I enter a store and go directly to the corner where I know I’ll find the articles I am interested in. I make my choice and go to the counter. Nobody is there. I wait patiently, thinking the person who should be behind the counter needed a bathroom break or something. No one shows. I yell. No reaction. I try again a bit louder. Nothing.

Fed up, I go up the stairs toward the doors, leaving the things I picked up on the counter. The doors are locked. Now, I’m a bit claustrophobic and the fact that I can’t get out makes me feel like freaking out. I manage to keep my anxiety down by taking action — I usually can stop a full-blown panic attack by diverting my attention if panic levels are not too high — and start looking up the number for the local police station. Google to the rescue! While on hold, I hear something at the door and it opens. The store owner or attendant or whoever has the key enters. I hang up.

Owner: *Accusingly* “How did you get in?”

I’m a tad ticked off.

Me: “Through the door!”

Owner: “Which door? How did you find the back door?”

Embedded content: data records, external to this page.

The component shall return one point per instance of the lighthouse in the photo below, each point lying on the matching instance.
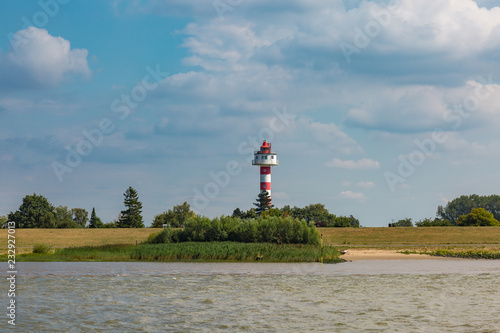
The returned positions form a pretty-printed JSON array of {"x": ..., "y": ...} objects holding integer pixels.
[{"x": 265, "y": 158}]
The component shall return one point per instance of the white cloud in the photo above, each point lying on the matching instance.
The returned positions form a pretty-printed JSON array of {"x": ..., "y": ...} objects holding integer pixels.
[
  {"x": 352, "y": 195},
  {"x": 362, "y": 164},
  {"x": 365, "y": 184},
  {"x": 38, "y": 59}
]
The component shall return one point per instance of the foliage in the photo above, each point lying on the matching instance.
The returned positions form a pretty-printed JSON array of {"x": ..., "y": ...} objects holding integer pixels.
[
  {"x": 41, "y": 248},
  {"x": 80, "y": 217},
  {"x": 95, "y": 222},
  {"x": 263, "y": 202},
  {"x": 233, "y": 251},
  {"x": 35, "y": 212},
  {"x": 470, "y": 254},
  {"x": 262, "y": 230},
  {"x": 433, "y": 223},
  {"x": 112, "y": 224},
  {"x": 64, "y": 218},
  {"x": 320, "y": 216},
  {"x": 249, "y": 214},
  {"x": 175, "y": 217},
  {"x": 464, "y": 204},
  {"x": 402, "y": 223},
  {"x": 478, "y": 217},
  {"x": 131, "y": 217}
]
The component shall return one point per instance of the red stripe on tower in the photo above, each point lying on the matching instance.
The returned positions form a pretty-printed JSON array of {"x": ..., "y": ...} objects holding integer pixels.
[{"x": 265, "y": 158}]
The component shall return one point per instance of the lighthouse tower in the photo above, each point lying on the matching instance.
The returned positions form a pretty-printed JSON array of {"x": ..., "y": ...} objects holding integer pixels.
[{"x": 265, "y": 158}]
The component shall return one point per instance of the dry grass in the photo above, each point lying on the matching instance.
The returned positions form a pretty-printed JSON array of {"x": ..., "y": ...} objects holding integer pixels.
[
  {"x": 60, "y": 238},
  {"x": 404, "y": 238},
  {"x": 446, "y": 236}
]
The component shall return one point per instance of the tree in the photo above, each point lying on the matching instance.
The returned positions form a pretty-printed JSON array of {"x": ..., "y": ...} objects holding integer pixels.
[
  {"x": 80, "y": 217},
  {"x": 238, "y": 213},
  {"x": 175, "y": 217},
  {"x": 402, "y": 223},
  {"x": 64, "y": 218},
  {"x": 478, "y": 217},
  {"x": 263, "y": 202},
  {"x": 35, "y": 212},
  {"x": 465, "y": 203},
  {"x": 94, "y": 221},
  {"x": 433, "y": 223},
  {"x": 131, "y": 217}
]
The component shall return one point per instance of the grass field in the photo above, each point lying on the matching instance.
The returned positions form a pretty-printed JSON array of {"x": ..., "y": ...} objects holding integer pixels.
[
  {"x": 400, "y": 238},
  {"x": 60, "y": 238},
  {"x": 395, "y": 237}
]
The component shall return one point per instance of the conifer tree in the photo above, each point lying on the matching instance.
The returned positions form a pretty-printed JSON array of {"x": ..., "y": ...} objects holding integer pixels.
[
  {"x": 131, "y": 217},
  {"x": 94, "y": 221}
]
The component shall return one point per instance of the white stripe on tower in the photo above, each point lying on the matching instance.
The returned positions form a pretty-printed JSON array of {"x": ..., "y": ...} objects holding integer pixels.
[{"x": 265, "y": 179}]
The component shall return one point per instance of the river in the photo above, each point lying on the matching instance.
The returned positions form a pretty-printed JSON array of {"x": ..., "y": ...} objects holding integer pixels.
[{"x": 361, "y": 296}]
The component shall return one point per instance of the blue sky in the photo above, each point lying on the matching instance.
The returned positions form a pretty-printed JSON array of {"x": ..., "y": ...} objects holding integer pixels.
[{"x": 379, "y": 109}]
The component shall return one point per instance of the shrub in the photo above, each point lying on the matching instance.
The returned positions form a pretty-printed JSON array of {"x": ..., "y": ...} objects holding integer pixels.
[
  {"x": 271, "y": 229},
  {"x": 41, "y": 248}
]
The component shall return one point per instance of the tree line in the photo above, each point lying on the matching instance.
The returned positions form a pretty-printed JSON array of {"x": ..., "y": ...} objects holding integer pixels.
[
  {"x": 37, "y": 212},
  {"x": 466, "y": 210}
]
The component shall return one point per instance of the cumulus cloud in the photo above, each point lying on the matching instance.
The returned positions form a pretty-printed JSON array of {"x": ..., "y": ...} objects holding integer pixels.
[
  {"x": 362, "y": 164},
  {"x": 352, "y": 195},
  {"x": 40, "y": 60},
  {"x": 365, "y": 184}
]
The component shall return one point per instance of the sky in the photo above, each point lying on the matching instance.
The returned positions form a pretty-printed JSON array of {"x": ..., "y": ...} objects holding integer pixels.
[{"x": 382, "y": 110}]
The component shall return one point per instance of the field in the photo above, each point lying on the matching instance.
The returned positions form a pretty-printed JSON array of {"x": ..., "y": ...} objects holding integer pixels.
[
  {"x": 61, "y": 238},
  {"x": 343, "y": 237},
  {"x": 412, "y": 237},
  {"x": 451, "y": 240}
]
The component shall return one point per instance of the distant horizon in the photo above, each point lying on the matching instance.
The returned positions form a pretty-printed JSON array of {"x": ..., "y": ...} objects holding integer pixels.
[{"x": 379, "y": 109}]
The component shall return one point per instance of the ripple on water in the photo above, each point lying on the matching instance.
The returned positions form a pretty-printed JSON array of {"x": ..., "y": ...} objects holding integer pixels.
[{"x": 185, "y": 302}]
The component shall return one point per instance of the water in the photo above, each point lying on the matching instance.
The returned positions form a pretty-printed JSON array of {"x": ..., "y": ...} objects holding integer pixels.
[{"x": 362, "y": 296}]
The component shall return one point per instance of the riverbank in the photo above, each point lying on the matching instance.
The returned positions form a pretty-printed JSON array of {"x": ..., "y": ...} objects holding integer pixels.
[{"x": 188, "y": 251}]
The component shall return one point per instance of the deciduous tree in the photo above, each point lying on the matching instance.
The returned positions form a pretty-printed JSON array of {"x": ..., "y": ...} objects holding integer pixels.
[{"x": 35, "y": 212}]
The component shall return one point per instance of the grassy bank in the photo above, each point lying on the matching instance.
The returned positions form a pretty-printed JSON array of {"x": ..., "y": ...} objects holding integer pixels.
[
  {"x": 189, "y": 251},
  {"x": 61, "y": 238},
  {"x": 411, "y": 236}
]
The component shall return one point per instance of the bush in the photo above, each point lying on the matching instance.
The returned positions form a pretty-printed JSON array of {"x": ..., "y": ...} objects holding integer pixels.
[
  {"x": 271, "y": 229},
  {"x": 41, "y": 248}
]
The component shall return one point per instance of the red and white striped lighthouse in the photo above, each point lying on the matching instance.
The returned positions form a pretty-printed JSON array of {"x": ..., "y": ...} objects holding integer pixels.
[{"x": 265, "y": 158}]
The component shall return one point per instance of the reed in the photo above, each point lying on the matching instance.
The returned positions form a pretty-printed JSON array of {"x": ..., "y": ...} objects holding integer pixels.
[{"x": 190, "y": 251}]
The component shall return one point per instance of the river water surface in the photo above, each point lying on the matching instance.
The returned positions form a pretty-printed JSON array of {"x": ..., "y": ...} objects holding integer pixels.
[{"x": 361, "y": 296}]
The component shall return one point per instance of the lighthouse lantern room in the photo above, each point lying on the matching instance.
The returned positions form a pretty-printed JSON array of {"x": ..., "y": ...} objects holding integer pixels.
[{"x": 265, "y": 158}]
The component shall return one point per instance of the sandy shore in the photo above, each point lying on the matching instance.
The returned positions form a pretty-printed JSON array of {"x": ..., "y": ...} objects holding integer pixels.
[{"x": 360, "y": 254}]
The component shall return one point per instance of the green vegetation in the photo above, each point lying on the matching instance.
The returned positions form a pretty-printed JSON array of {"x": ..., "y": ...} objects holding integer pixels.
[
  {"x": 470, "y": 254},
  {"x": 402, "y": 223},
  {"x": 464, "y": 205},
  {"x": 95, "y": 222},
  {"x": 433, "y": 223},
  {"x": 131, "y": 217},
  {"x": 41, "y": 248},
  {"x": 478, "y": 217},
  {"x": 233, "y": 251},
  {"x": 189, "y": 251},
  {"x": 175, "y": 217},
  {"x": 261, "y": 230}
]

Me: “I entered through that door.”

I indicate the door she just opened.

Owner: “Well, why didn’t you tell me you were in the store?!”

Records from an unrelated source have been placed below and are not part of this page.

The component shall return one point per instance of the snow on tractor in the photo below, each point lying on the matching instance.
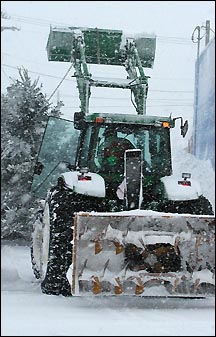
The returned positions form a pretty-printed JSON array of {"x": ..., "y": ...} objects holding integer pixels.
[{"x": 114, "y": 219}]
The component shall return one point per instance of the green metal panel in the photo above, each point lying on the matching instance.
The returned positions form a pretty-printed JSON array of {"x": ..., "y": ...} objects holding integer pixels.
[{"x": 102, "y": 46}]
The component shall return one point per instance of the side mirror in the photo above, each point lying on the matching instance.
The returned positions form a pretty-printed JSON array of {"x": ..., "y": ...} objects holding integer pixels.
[
  {"x": 38, "y": 168},
  {"x": 79, "y": 120},
  {"x": 184, "y": 128}
]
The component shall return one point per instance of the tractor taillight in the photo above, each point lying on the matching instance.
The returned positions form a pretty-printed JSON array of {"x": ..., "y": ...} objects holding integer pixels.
[
  {"x": 166, "y": 124},
  {"x": 184, "y": 182}
]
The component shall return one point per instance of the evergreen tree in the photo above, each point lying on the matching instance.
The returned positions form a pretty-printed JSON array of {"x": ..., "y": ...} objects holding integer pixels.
[{"x": 24, "y": 113}]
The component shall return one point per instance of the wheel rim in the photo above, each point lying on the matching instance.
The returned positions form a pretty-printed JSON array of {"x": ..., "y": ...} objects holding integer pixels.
[{"x": 45, "y": 242}]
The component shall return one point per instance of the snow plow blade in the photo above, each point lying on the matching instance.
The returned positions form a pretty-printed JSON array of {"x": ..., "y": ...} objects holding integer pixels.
[{"x": 143, "y": 254}]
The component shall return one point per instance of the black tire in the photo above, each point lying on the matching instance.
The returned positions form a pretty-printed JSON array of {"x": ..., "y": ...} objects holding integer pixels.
[{"x": 55, "y": 281}]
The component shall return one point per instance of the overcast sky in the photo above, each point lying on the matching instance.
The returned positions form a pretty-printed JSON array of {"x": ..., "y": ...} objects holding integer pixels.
[{"x": 171, "y": 86}]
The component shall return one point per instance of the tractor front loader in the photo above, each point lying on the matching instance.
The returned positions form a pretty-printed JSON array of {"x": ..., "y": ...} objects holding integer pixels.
[{"x": 114, "y": 219}]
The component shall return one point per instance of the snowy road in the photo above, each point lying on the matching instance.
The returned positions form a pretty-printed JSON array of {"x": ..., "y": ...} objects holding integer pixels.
[{"x": 28, "y": 312}]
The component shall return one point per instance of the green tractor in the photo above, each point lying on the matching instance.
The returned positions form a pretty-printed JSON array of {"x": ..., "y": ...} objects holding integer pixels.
[{"x": 114, "y": 219}]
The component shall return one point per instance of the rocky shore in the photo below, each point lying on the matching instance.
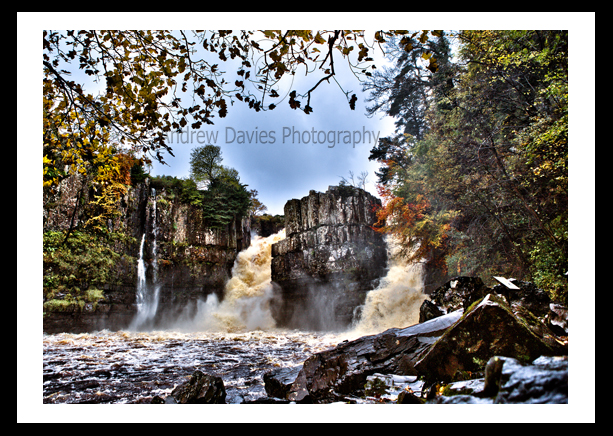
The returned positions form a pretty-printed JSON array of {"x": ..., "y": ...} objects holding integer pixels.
[{"x": 474, "y": 345}]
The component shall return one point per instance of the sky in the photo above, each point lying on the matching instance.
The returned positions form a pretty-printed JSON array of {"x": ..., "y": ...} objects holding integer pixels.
[
  {"x": 282, "y": 171},
  {"x": 285, "y": 153}
]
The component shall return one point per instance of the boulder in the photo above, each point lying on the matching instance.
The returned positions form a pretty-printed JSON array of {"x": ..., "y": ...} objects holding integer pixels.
[
  {"x": 330, "y": 259},
  {"x": 459, "y": 293},
  {"x": 508, "y": 381},
  {"x": 528, "y": 297},
  {"x": 486, "y": 329},
  {"x": 333, "y": 374},
  {"x": 200, "y": 389},
  {"x": 277, "y": 382}
]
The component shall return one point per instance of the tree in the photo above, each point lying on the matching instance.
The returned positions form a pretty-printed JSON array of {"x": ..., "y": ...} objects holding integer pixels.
[
  {"x": 205, "y": 163},
  {"x": 488, "y": 177},
  {"x": 148, "y": 74},
  {"x": 257, "y": 207}
]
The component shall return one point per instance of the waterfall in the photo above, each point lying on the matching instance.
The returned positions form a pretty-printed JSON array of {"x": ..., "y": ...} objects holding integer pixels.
[
  {"x": 396, "y": 302},
  {"x": 147, "y": 295},
  {"x": 245, "y": 305}
]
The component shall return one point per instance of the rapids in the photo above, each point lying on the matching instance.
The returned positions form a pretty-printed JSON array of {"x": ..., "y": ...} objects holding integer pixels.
[{"x": 235, "y": 338}]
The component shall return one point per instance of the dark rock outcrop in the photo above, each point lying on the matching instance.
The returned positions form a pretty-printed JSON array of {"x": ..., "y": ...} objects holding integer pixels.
[
  {"x": 331, "y": 257},
  {"x": 200, "y": 389},
  {"x": 543, "y": 381},
  {"x": 446, "y": 349},
  {"x": 331, "y": 375},
  {"x": 488, "y": 328},
  {"x": 183, "y": 257}
]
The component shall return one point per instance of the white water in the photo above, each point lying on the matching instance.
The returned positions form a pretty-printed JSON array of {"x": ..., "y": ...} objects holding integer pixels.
[
  {"x": 246, "y": 302},
  {"x": 235, "y": 338},
  {"x": 396, "y": 302},
  {"x": 147, "y": 295}
]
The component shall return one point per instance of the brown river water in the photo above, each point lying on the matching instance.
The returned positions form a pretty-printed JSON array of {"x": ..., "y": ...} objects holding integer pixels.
[{"x": 235, "y": 339}]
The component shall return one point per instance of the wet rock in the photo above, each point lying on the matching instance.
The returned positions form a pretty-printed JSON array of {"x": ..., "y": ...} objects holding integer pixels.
[
  {"x": 459, "y": 293},
  {"x": 528, "y": 297},
  {"x": 487, "y": 329},
  {"x": 557, "y": 320},
  {"x": 334, "y": 374},
  {"x": 543, "y": 381},
  {"x": 428, "y": 311},
  {"x": 331, "y": 257},
  {"x": 200, "y": 389},
  {"x": 277, "y": 382}
]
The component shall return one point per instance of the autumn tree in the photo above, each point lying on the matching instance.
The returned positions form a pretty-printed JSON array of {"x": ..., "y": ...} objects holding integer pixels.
[{"x": 491, "y": 166}]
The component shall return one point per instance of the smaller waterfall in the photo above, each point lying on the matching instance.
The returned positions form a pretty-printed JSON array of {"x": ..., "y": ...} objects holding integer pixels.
[
  {"x": 396, "y": 302},
  {"x": 147, "y": 295}
]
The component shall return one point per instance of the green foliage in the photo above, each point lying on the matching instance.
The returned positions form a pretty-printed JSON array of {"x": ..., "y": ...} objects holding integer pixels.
[
  {"x": 224, "y": 200},
  {"x": 74, "y": 267},
  {"x": 205, "y": 163}
]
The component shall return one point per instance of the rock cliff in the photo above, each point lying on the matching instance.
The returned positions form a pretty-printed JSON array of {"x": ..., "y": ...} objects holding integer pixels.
[
  {"x": 183, "y": 257},
  {"x": 331, "y": 257}
]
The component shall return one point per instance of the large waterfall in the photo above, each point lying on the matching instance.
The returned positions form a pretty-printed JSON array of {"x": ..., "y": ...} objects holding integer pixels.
[
  {"x": 235, "y": 338},
  {"x": 245, "y": 304},
  {"x": 396, "y": 302}
]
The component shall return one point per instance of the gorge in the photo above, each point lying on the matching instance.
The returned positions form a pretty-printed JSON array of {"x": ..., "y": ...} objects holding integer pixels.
[{"x": 321, "y": 311}]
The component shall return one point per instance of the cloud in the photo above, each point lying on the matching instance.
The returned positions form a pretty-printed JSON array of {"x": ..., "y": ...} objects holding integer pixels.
[{"x": 284, "y": 153}]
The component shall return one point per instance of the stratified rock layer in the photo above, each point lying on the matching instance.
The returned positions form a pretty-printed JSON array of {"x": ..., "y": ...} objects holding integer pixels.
[
  {"x": 183, "y": 257},
  {"x": 330, "y": 259}
]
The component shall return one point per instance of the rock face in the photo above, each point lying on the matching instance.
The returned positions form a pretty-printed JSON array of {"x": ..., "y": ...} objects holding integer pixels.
[
  {"x": 333, "y": 374},
  {"x": 200, "y": 389},
  {"x": 183, "y": 257},
  {"x": 330, "y": 259},
  {"x": 453, "y": 347}
]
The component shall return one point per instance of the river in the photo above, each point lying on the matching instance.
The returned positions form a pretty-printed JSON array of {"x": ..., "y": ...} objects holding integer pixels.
[{"x": 235, "y": 339}]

I’m totally flabbergasted, with a lot of responses going through my head, varying from the less polite to the very much less polite.

Me: “Why didn’t you warn me you were leaving?”

Owner: “You should have told me you were in here!”

Me: “Well, in a minute, I no longer will be. You’ll find the articles I picked on the counter.”

I need to add that I was in an obscured corner in an otherwise open plan shop. No, I did not see her behind the counter — which is placed directly opposite the door — upon entering, but I knew there was usually only one person in the shop and, as I said, I thought she was on a bathroom break. Thinking back, she probably was getting her purse and coat in the back, and as I made a beeline to the screened-off part of the store, we crossed each other unnoticed. I do understand she was a bit shocked finding someone in what she thought to be an empty shop — I was in plain view when she entered –and I probably would have been more forgiving if she was more apologetic and less accusing. To this day, I have never returned and I don’t plan to.